The following known operational issues relate to systems that QCIF or UQ RCC support.
QRIScloud NeCTAR issues:
- The QRIScloud availability zone (AZ) is typically full, and the ability to launch new instances is often curtailed. Users attempting to launch new instances in QRIScloud are likely to see a "No available host" error message. If you see this message, we recommend that you try to launch in a different AZ. If you need to launch in QRIScloud in order to access storage (for example) and are having difficulty, please contact QRIScloud Support.
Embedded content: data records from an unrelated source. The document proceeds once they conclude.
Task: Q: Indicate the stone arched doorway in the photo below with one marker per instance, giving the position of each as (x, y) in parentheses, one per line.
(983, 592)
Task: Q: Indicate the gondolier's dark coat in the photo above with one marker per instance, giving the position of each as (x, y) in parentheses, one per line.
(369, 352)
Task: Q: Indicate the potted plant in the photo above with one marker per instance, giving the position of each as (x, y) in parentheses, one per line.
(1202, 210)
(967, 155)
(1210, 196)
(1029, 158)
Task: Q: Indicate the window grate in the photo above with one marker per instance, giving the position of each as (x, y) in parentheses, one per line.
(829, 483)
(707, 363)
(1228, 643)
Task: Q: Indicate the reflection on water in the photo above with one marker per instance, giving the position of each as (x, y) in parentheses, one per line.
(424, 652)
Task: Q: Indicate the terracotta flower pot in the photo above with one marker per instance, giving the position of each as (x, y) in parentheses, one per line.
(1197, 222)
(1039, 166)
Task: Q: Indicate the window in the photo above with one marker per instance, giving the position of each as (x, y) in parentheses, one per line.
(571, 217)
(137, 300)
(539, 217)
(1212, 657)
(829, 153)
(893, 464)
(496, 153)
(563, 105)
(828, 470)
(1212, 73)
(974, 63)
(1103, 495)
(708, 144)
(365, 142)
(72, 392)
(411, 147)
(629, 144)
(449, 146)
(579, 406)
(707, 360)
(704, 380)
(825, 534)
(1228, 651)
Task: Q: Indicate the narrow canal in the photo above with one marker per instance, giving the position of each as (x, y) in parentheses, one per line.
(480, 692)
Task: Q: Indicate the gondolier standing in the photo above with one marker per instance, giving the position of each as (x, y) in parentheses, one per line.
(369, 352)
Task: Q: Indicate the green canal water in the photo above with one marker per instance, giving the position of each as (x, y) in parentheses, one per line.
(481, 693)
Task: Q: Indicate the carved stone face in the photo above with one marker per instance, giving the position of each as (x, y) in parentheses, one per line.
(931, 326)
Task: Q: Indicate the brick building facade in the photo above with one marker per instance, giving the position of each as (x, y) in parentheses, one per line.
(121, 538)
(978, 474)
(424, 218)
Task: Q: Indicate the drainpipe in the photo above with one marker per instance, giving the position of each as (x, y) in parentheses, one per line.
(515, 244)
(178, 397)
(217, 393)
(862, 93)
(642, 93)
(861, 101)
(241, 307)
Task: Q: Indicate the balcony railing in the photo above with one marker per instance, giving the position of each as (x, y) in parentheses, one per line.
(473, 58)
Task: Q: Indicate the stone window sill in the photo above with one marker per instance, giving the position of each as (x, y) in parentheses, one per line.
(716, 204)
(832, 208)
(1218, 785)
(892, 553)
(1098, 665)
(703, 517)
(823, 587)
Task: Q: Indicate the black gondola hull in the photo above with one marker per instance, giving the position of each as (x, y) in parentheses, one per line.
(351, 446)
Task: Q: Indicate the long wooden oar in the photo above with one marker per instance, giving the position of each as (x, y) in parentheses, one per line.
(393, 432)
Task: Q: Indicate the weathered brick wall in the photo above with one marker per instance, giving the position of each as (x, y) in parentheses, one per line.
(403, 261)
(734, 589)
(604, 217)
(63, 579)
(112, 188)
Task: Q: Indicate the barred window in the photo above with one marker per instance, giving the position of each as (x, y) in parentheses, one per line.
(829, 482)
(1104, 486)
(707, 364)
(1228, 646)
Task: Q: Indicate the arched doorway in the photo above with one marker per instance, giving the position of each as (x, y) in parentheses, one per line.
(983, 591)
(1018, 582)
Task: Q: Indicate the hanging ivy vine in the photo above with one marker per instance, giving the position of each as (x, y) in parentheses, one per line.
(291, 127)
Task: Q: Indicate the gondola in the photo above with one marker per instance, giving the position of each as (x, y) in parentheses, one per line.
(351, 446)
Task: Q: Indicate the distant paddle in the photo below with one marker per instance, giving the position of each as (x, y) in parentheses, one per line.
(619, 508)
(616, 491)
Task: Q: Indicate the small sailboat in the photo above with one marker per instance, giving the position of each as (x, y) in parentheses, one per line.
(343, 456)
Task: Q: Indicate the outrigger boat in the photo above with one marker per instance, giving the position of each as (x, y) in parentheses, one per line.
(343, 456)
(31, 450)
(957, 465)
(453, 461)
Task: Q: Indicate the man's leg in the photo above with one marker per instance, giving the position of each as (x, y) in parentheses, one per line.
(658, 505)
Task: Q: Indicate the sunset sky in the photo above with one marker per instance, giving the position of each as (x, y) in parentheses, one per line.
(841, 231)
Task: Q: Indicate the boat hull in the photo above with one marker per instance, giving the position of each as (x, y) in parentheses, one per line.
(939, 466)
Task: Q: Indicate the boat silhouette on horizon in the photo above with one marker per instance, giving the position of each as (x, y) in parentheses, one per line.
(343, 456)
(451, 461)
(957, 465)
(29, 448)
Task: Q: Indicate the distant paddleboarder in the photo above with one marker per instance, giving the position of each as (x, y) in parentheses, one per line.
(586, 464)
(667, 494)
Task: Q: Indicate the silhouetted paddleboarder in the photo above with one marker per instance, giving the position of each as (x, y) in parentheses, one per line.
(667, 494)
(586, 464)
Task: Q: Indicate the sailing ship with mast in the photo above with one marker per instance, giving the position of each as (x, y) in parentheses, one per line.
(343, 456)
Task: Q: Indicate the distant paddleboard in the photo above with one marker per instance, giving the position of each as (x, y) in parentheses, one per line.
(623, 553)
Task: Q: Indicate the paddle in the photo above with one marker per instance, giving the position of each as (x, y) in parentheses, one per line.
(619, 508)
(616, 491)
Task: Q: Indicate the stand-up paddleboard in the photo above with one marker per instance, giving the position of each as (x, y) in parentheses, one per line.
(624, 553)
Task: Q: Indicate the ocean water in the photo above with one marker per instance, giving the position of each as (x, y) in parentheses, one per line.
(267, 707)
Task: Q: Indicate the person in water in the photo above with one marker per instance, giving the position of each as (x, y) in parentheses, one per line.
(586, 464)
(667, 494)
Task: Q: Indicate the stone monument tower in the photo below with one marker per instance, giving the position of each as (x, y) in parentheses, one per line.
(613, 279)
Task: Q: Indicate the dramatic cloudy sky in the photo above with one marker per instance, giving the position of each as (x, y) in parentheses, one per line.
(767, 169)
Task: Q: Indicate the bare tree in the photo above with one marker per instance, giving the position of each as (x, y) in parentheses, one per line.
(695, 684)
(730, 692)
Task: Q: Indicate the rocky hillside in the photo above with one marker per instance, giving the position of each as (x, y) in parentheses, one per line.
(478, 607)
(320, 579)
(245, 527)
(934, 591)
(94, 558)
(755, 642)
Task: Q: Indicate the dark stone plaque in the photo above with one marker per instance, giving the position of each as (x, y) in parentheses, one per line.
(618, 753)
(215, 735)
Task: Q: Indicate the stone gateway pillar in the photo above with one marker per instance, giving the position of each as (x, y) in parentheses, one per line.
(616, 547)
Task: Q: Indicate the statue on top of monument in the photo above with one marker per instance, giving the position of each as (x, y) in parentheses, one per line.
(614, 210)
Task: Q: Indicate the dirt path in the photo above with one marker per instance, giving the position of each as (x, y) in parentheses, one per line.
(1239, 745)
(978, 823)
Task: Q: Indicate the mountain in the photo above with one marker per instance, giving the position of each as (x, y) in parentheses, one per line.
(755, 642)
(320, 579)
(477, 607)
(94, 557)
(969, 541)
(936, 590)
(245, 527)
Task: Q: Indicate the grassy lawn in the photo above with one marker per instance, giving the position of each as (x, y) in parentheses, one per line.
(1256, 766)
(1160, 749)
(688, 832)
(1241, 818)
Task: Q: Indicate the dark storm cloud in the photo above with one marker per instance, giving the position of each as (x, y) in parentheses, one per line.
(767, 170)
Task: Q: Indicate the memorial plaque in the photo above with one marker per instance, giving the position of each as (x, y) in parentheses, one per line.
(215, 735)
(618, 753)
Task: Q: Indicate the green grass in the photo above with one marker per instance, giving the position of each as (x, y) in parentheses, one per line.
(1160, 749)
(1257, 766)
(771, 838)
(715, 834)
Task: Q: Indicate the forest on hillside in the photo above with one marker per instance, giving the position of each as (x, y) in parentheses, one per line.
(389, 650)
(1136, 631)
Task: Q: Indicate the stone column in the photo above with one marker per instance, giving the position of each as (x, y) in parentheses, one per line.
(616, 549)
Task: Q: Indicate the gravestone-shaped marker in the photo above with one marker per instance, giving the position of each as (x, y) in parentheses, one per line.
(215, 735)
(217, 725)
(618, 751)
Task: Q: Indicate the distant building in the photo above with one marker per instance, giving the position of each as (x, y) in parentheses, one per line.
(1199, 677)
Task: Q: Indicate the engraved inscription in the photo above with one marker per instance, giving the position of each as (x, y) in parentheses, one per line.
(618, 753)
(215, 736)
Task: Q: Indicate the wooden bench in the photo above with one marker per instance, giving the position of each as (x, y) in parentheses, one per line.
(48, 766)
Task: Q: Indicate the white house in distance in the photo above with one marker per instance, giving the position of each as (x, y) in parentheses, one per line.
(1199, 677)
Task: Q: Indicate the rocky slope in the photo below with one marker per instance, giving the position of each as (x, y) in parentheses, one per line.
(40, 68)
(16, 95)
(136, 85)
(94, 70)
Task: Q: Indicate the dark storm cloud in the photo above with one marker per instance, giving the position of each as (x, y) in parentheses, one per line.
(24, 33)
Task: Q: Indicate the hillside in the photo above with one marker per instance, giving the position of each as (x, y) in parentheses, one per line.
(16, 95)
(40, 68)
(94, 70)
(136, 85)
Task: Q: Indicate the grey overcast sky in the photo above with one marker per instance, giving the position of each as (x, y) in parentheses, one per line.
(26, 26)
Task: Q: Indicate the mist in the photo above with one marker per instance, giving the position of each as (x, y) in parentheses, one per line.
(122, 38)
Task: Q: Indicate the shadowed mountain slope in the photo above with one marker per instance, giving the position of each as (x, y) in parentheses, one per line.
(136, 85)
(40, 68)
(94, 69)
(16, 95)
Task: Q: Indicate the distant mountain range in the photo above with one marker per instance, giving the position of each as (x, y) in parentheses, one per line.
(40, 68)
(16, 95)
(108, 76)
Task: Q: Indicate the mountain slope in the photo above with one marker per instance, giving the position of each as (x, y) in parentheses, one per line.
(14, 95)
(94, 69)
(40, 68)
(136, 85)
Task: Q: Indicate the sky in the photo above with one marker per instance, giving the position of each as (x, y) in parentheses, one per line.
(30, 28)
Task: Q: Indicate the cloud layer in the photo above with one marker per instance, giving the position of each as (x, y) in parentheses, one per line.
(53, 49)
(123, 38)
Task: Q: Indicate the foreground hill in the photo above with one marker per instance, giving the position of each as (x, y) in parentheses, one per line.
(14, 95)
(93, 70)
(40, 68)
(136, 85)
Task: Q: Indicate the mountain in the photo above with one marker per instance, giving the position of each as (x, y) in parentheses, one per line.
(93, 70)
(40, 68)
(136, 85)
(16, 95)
- QRIScloud does not provide Volume Storage Backup. The Dashboard options for doing this will not work for volumes in the QRIScloud AZ.
Login / data transfer issues:
These issues apply the QRISdata Collection access services, Euramoo, Flashlite and Tinaroo:
- Each of these systems is accessed via an "haproxy" load balancer that balances the load across 2 or more login or data transfer nodes:
- The load balancers employ connection rate limiting. If there are too many simultaneous connections or connection attempts from the same system, connections can be closed abruptly with this message:
ssh_exchange_identification: read: Connection reset by peer
- The data transfer rate through the load balancers is limited by hardware.
- For bulk data transfers, it is advisable to connect to the login nodes / data transfer nodes directly to avoid these problems. This can also be used as a work-around if you are experiencing problems with login sessions.
Service Load balancer Login / transfer nodes Data access data.qriscloud.org.au ssh1.qriscloud.org.au
Flashlite flashlite.rcc.uq.edu.au flashlite1.rcc.uq.edu.au
Tinaroo tinaroo.rcc.uq.edu.au tinaroo1.rcc.uq.edu.au
- After a small number (typically 3) of failed login attempts, further attempts at login will be refused, even if you get the account and password correct.
- This "banning" typically lasts for 10 minutes.
- If you use SSH keys to login, and your SSH clients offers multiple SSH keypairs, each "offer" that is not accepted is counted by "fail2ban" as a failed login attempt. If you have lots of keypairs in (for example) your "~/.ssh" directory, you can actually be banned before your SSH client offers the right keypair. The solution is to use the "-i" option to specify the key to be used.
- Aspera is no longer available for QRIScloud collections on the GPFS service.
- Aspera is due to be decommissioned for other types of collection at the end of 2017.
- PBS file stage-in and stage-out does not work, and is liable to CRASH the PBS system. Please do not attempt to use it.
- There is a bug in the way that the "qsub" command handles memory resource request. If you specify a "vmem" resource without a "mem" resource, the qsub filter is supposed to set "mem" to "vmem". In fact, this is not happening for interactive jobs, and "mem" is left at its default value ("1GB"). The workaround is to specify both "mem" and "vmem" for interactive jobs.
- Users are strongly discouraged from submitting jobs that compute directly against QRIScloud collections, or using collections for temporary or scratch storage. If a job needs to read or write files in a collection, they should be staged in or out at the beginning / end of the job, preferably as TAR or ZIP archives if there a lots of small files.
- Euramoo no longer exists:
- Euramoo users have been automatically granted an Awonga account.
- User home directories from Euramoo have been made available on Awoonga.
- For more information, please refer to the Euramoo transition document.
Please also refer to the RCC Active Incidents page for current Awoonga, Flashlite, Tinaroo & Barrine incidents.